LNP rejects limited Muslim immigration ban

Those for the resolution said sharia law was 'culturally incompatible' with Australian values. Source: AAP

The LNP state conference in Brisbane has voted down a resolution calling for a ban on immigration from countries with sharia law.

The Liberal National Party state conference has overwhelmingly voted against a limited Muslim immigration ban, but has voted to call for headscarves to be banned for young children.

The main resolution had called for the federal government to ban immigration from countries with sharia law, with those in favour saying it was was "culturally incompatible " with Australian values.

However, those arguing against said immigrants should be judged on a case-by-case basis, and are often fleeing persecution under sharia in those countries.

Ultimately the resolution was defeated by what LNP president Gary Spence described as an "overwhelming" majority of attendees.

An emergency resolution calling for a general ban on clothing which obscures the face was also defeated, however a second emergency resolution calling for a ban on headscarves for children under the age of 10 was passed.

The delegate moving the motion to adopt the resolution, Brooke Patterson from the Southport State Electoral Council, said she was a P&C member at a local school and had been asked to design appropriate uniforms for young girls which incorporated "sexual modesty coverings."

"We need to debate this now, otherwise in three months there will be a Muslim uniform in state schools in Queensland," Ms Patterson said.

Another delegate, Wendy Ko from the Surfers Paradise SEC, argued against the resolution, saying the Liberal National Party should be in favour of freedom of religion.

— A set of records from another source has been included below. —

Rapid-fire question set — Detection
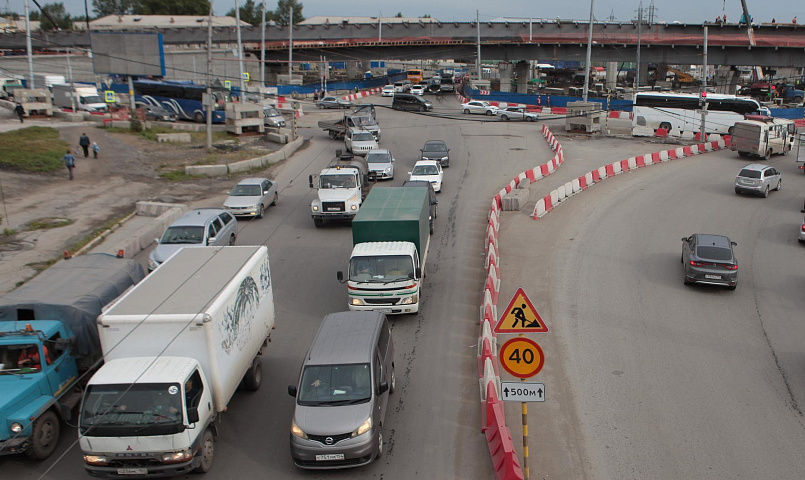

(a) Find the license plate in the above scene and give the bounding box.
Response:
[117,468,148,475]
[704,274,721,280]
[316,454,345,461]
[377,308,392,313]
[326,208,340,211]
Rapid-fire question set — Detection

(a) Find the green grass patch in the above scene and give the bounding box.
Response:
[0,127,70,172]
[159,169,196,181]
[23,217,74,231]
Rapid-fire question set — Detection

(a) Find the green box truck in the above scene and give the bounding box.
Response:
[337,187,430,314]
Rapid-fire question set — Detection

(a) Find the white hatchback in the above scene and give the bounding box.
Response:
[408,160,443,193]
[381,85,395,97]
[461,100,498,115]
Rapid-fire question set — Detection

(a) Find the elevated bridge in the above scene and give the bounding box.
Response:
[1,21,804,67]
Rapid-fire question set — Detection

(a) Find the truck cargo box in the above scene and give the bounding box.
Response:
[352,187,429,264]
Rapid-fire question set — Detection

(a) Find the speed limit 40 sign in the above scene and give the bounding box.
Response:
[499,337,545,379]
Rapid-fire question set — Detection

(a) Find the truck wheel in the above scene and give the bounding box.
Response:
[794,96,803,104]
[763,149,771,160]
[313,218,324,228]
[659,122,672,132]
[194,429,215,473]
[25,411,60,460]
[242,357,262,391]
[329,131,338,140]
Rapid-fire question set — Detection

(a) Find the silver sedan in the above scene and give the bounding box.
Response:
[497,106,538,122]
[316,96,353,109]
[223,178,278,219]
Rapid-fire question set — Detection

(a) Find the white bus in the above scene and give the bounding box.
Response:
[632,92,769,135]
[730,116,797,159]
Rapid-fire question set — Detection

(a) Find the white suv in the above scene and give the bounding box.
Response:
[345,128,378,156]
[734,164,782,197]
[411,85,425,96]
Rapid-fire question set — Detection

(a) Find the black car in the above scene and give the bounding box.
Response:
[420,140,450,167]
[401,180,438,234]
[681,234,738,290]
[136,103,178,122]
[392,94,433,112]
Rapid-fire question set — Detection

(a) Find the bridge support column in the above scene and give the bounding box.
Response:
[499,62,513,92]
[346,61,359,80]
[515,61,530,94]
[606,61,617,91]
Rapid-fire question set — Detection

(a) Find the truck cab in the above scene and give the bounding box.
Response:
[309,151,376,228]
[340,242,422,314]
[0,321,79,459]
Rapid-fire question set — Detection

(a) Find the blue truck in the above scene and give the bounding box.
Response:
[0,254,144,460]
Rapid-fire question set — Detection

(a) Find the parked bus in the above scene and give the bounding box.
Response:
[730,116,797,159]
[407,69,424,84]
[632,92,769,135]
[114,80,230,123]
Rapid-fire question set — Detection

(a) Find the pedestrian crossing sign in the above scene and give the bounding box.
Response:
[494,287,548,334]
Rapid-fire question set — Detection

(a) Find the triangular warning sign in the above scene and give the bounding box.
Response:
[494,287,548,334]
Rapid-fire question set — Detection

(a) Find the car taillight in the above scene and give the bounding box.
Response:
[801,224,805,232]
[689,260,707,267]
[722,264,738,270]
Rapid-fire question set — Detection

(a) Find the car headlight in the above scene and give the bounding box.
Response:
[84,455,110,466]
[441,157,448,162]
[350,298,364,306]
[162,449,193,464]
[291,419,307,439]
[148,258,159,270]
[384,167,392,173]
[351,205,358,211]
[312,205,319,212]
[10,422,22,433]
[352,417,372,438]
[401,294,417,305]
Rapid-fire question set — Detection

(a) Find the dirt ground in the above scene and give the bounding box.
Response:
[0,113,287,295]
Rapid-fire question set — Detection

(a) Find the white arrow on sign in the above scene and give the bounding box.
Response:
[500,381,545,402]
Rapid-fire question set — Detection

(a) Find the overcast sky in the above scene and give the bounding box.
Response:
[9,0,802,25]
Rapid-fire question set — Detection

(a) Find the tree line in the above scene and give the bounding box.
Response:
[5,0,304,31]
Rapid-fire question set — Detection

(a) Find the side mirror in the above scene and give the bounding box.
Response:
[207,237,216,246]
[187,407,199,424]
[433,199,439,205]
[801,209,805,213]
[415,267,422,278]
[731,241,738,246]
[337,271,344,282]
[681,237,687,242]
[154,237,160,244]
[287,385,297,397]
[308,175,314,188]
[377,381,389,395]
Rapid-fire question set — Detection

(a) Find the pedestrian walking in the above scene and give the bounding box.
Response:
[62,149,76,180]
[79,133,90,158]
[91,142,100,159]
[14,103,25,123]
[313,89,319,100]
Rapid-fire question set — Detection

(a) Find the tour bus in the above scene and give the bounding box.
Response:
[730,115,797,159]
[632,92,769,135]
[407,68,424,84]
[111,80,230,123]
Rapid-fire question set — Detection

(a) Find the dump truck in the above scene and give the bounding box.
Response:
[78,246,275,477]
[0,253,145,460]
[309,150,376,227]
[336,187,430,314]
[318,113,381,141]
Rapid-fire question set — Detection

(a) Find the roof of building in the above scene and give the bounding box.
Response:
[89,15,250,30]
[299,16,440,25]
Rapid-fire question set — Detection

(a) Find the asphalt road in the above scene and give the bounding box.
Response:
[1,95,582,479]
[502,145,805,478]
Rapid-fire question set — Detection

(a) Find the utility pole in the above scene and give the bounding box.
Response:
[205,4,213,149]
[260,1,266,88]
[476,10,481,82]
[288,7,293,85]
[24,0,34,89]
[635,2,643,90]
[700,26,709,142]
[582,0,595,102]
[66,48,76,112]
[235,0,246,95]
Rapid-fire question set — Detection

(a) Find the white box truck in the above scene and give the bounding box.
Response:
[78,246,275,477]
[52,84,109,113]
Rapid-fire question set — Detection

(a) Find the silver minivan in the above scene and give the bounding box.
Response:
[734,163,782,197]
[288,311,395,469]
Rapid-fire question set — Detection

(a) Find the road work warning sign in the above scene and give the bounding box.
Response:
[494,287,548,334]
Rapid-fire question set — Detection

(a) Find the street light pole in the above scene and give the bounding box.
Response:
[582,0,596,102]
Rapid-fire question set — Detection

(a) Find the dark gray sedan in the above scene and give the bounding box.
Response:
[316,96,353,109]
[681,234,738,290]
[137,103,178,122]
[420,140,450,167]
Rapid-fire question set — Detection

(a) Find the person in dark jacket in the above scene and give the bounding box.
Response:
[62,149,76,180]
[14,103,25,123]
[78,133,90,158]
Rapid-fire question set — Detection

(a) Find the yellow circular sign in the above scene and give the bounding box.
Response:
[499,337,545,379]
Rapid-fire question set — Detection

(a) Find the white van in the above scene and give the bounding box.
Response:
[731,116,797,159]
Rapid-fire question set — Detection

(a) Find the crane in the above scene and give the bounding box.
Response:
[739,0,756,46]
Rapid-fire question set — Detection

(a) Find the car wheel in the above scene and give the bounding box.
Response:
[430,219,434,235]
[25,411,59,460]
[229,234,236,246]
[194,112,204,123]
[194,430,215,473]
[486,110,493,116]
[256,204,264,219]
[501,115,509,121]
[527,116,535,122]
[727,285,737,291]
[271,192,278,206]
[376,431,384,458]
[783,144,791,155]
[735,187,741,195]
[390,367,396,394]
[313,218,324,228]
[728,126,735,137]
[763,148,771,160]
[763,186,770,198]
[776,179,782,191]
[683,277,692,286]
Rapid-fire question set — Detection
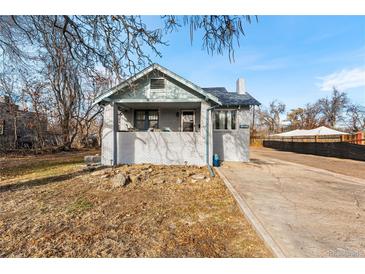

"We shouldn't even be having this discussion, I don't think anyone has the right to tell an Islamic family how to raise their daughter," Ms Ko said.

Ultimately the resolution was passed.

Queensland Labor Government frontbencher Leanne Enoch later on Sunday said she was disappointed by that result.

"I think it's absolutely appalling, we live in a multicultural society," Ms Enoch told reporters.

"They're talking about what children should wear in schools; that is the dark ages."